The Kansas Health Information Network in Topeka knows that patient empowerment is key to improving population health —and it knows that patients need help to be a part of the process.
That’s why KHIN has found a way to enable patients to receive all of their health information in one location, rather than through the more traditional electronic health record-tethered patient portal, which forces patients to use a portal for each provider. Instead, KHIN connected the HIE to a statewide patient portal in January 2015 and is now able to send patients their care summaries from hospitals and clinics across the state as well as sending discreet HL7 data.
“We automatically forward to a patient’s EHR, via the portal, anything that we get, including notes and reports,” said Laura McCrary, KHIN’s executive director. “We didn’t think it was a big deal but, apparently, this isn’t done much across the nation.”
The beauty of it is, patients don’t need to sign in to three or five portals only to write down the information from one on a piece of paper and transfer it to another. KHIN keeps it all together for them, McCrary said.
“It’s all we can do to get them to log into one portal,” she said. KHIN’s portal provides “a more holistic set of information for patients.”

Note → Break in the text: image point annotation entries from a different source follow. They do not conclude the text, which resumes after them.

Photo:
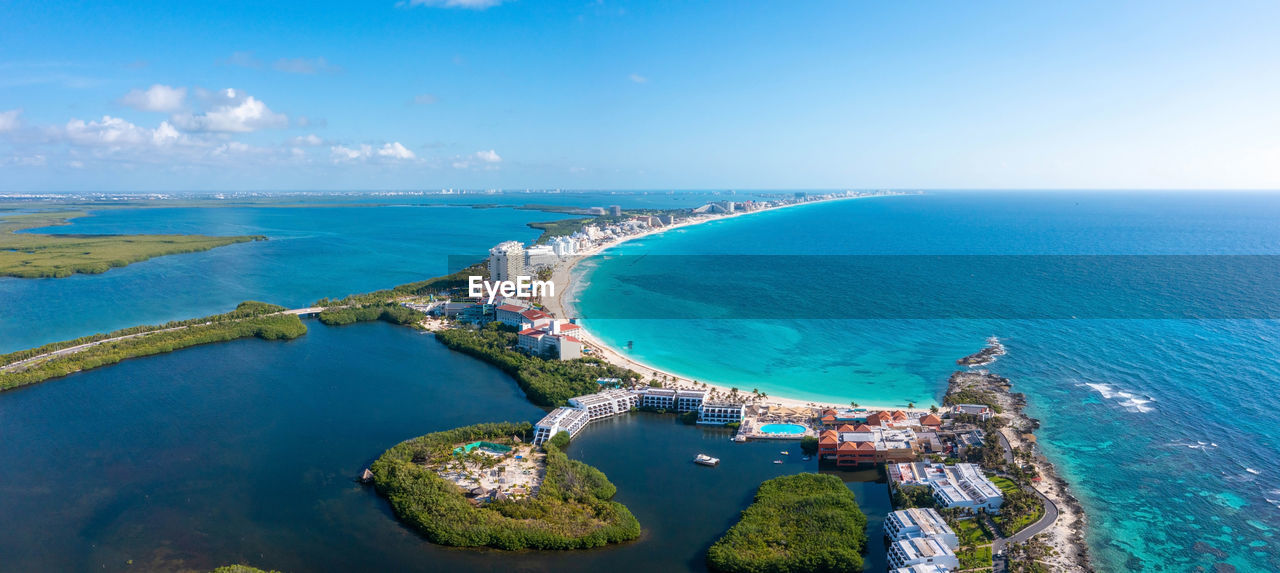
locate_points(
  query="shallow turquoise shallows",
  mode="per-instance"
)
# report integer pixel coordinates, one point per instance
(1168, 430)
(782, 429)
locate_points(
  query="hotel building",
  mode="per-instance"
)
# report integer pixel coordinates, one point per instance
(720, 412)
(862, 444)
(922, 551)
(506, 261)
(560, 420)
(606, 403)
(919, 523)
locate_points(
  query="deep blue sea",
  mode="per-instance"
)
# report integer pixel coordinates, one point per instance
(1166, 429)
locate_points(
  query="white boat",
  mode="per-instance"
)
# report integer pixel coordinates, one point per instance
(705, 461)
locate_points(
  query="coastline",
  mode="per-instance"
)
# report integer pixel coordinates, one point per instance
(562, 305)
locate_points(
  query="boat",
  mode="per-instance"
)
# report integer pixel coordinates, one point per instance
(703, 459)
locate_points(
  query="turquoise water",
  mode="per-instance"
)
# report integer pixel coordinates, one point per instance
(312, 253)
(1166, 429)
(782, 429)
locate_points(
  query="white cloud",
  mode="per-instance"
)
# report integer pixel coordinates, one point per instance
(155, 99)
(9, 120)
(304, 65)
(232, 111)
(464, 4)
(396, 150)
(309, 140)
(388, 151)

Authentication is critical to KHIN’s success and the HIE found that traditional methods used in the financial industry, for instance, were not working because patients often did not remember the necessary information. So KHIN took a different tack and began authenticating patients with information that was already in their EHR, such as doctor’s name, medical conditions, last treatments, McCrary said.

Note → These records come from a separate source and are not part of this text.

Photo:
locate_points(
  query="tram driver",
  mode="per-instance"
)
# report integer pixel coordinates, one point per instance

The HIE also built a portal into the state’s immunization registry that allows patients to download a copy of their immunization records, or those of their children.
“It’s one of the things our patients asked us to do, and it has helped out tremendously at the beginning of the school year when parents need vaccination records fast in order to send their child to school.”
McCrary and Brenda Olson, vice president of the health information management at the Great Plains Health Alliance, also located in Topeka, will give a presentation at HIMSS17 in Orlando on Feb. 20 titled “Statewide Portal - Advantage for Patients and Providers,” from 10:30 to 11:30AM in Hall F3.
HIMSS17 runs from Feb. 19-23, 2017 at the Orange County Convention Center.